Facing a teacher walkout in 2018, Gov. Doug Ducey pushed through funding designed to provide a 20% average pay hike over four years. This is the final year of that increase.

That did not mean all teachers are getting that much more, with variables including what teachers were making before and how district officials chose to allocate those dollars.
It helped, Wing said -- but only to a point.

"We've climbed that ladder but we're still not out of that hole,'' he said. "We're still bottom five in average salaries.''

But Wing said there are bigger issues
"The main one is, why are high school kids not going into the teaching profession,'' Wing said.
He acknowledged that state lawmakers have altered requirements to become a teacher, allowing people to make mid-career switches without having to go back to school for a full-blown education degree. And that, Wing said, has been important.

"I don't know what we'd do without that,'' he said. But Wing said the solution is going to have to come from getting more people into the profession right out of college.
That, he said, is going to remain a problem.

For example, he said Arizona has one of the highest student-to-teacher ratios in the country.'
"Kids see that,'' Wing said, a situation that hasn't changed in the 12 years they've been in public school classes.

"They're seeing that the teacher's not able to emphasize on each individual because of that high class size,'' he continued. "They see the stresses and the toll that takes on a teacher.''
State schools chief Kathy Hoffman said the results of the annual survey "are startlingly, but not altogether shocking for the education community.''

She, too, said she has seen the impact of COVID-19.

"Some educators make the difficult decision to leave the classroom,'' Hoffman said in a prepared statement.

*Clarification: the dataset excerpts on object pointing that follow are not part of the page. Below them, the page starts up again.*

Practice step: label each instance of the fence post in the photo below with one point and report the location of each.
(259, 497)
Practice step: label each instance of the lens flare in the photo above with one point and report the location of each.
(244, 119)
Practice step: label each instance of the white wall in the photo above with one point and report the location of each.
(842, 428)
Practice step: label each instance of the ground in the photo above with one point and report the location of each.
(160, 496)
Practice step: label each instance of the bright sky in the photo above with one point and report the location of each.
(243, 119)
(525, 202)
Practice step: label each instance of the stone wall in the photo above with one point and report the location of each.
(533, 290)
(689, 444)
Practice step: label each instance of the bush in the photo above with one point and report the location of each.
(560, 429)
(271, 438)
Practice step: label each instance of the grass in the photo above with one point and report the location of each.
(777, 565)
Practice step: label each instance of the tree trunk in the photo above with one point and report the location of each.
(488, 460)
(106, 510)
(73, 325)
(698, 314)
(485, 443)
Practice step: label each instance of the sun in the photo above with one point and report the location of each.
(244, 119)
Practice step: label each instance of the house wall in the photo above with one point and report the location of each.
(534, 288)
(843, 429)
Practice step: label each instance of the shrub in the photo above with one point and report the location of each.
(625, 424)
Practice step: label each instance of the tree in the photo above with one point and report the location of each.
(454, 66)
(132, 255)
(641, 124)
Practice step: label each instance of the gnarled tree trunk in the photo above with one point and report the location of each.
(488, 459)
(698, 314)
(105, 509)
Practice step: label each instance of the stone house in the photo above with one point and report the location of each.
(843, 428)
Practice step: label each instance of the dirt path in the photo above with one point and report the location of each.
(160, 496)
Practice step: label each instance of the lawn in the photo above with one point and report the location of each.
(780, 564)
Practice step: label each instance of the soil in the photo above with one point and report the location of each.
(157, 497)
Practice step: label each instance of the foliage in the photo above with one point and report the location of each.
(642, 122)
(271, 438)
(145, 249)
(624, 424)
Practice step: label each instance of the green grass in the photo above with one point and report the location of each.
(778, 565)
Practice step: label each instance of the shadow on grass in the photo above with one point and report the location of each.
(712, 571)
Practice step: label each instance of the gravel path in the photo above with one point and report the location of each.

"I know this decision is deeply personal to each educator,'' she continued. "And I hope that one day we can recruit them back to our schools.''

Hoffman cited the work of her agency's Educator Recruitment and Retention Team which she formed last November. Aides to the schools chief said is is designed to function as a hub of information about what has worked at some schools to keep teachers in the classroom as well as to provide help to other schools which are having challenges.

There was no immediate response to the report from Gov. Doug Ducey.